Distributed Systems
CRDT - Conflict-free Replicated Data Types
Цели урока
- Understand why ordinary data structures fail under concurrent updates
- Implement G-Counter, PN-Counter, LWW-Register, OR-Set
- Distinguish CvRDT from CmRDT and choose the right type
- Know real systems that use CRDTs (Redis Enterprise, Notion (Yjs), Linear (Automerge), Apple Notes)
Предварительные знания
- Eventual consistency and CAP theorem (lesson ds-02-cap-theorem)
- Logical clocks and Lamport timestamps (lesson ds-04-clocks)
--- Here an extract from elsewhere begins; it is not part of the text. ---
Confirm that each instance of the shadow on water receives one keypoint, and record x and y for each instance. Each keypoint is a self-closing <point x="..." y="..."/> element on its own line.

- Basic understanding of replication and multi-master conflicts
Notion lets entire teams edit one page simultaneously without conflicts. Apple Notes syncs changes between iPhone and Mac without a server arbiter. Not magic - mathematics of CRDTs over AP systems.
- **Redis Enterprise** - G-Counter and PN-Counter for Active-Active replication between data centers on different continents, zero write latency, no locks
- **Notion (Yjs)** - 100M+ users, ships Yjs CRDT in production for collaborative page editing
- **Linear (Automerge)** - mobile-first project tracker, powers offline-first sync with Automerge
- **Apple iCloud / Notes** - CvRDT-based sync between devices offline and online
- **Yjs ecosystem** - JupyterLab, Zed, Logseq, Anytype all build on Yjs CRDTs for collaborative editing
- **Amazon Shopping Cart** - historically one of the first examples of AP semantics similar to CRDT (Dynamo Paper 2007)
Birth of CRDT: Shapiro and Preguica, 2011
The term CRDT appeared in a paper by Marc Shapiro and Nuno Preguica (INRIA, 2011): 'Conflict-free Replicated Data Types'. The authors formalized the conditions under which a data structure guarantees eventual consistency without coordination. Before that, similar ideas existed in Dynamo (Amazon, 2007) and Bayou (Xerox PARC, 1994) but without a unified mathematical foundation. Today CRDTs underpin collaborative tools used by hundreds of millions of people every day.
The problem of concurrent updates
**Notion, 2024. Two editors edit the same page simultaneously: one adds a block at the top, the other at the bottom. Both are offline in a coffee shop with flaky Wi-Fi. A minute later both sessions reconnect 3 ms apart. Whose edits survive?** The traditional answer - last writer wins - means one editor loses their work. Notion ships Yjs CRDT - a structure for replication: data structures that merge without conflicts by mathematical construction.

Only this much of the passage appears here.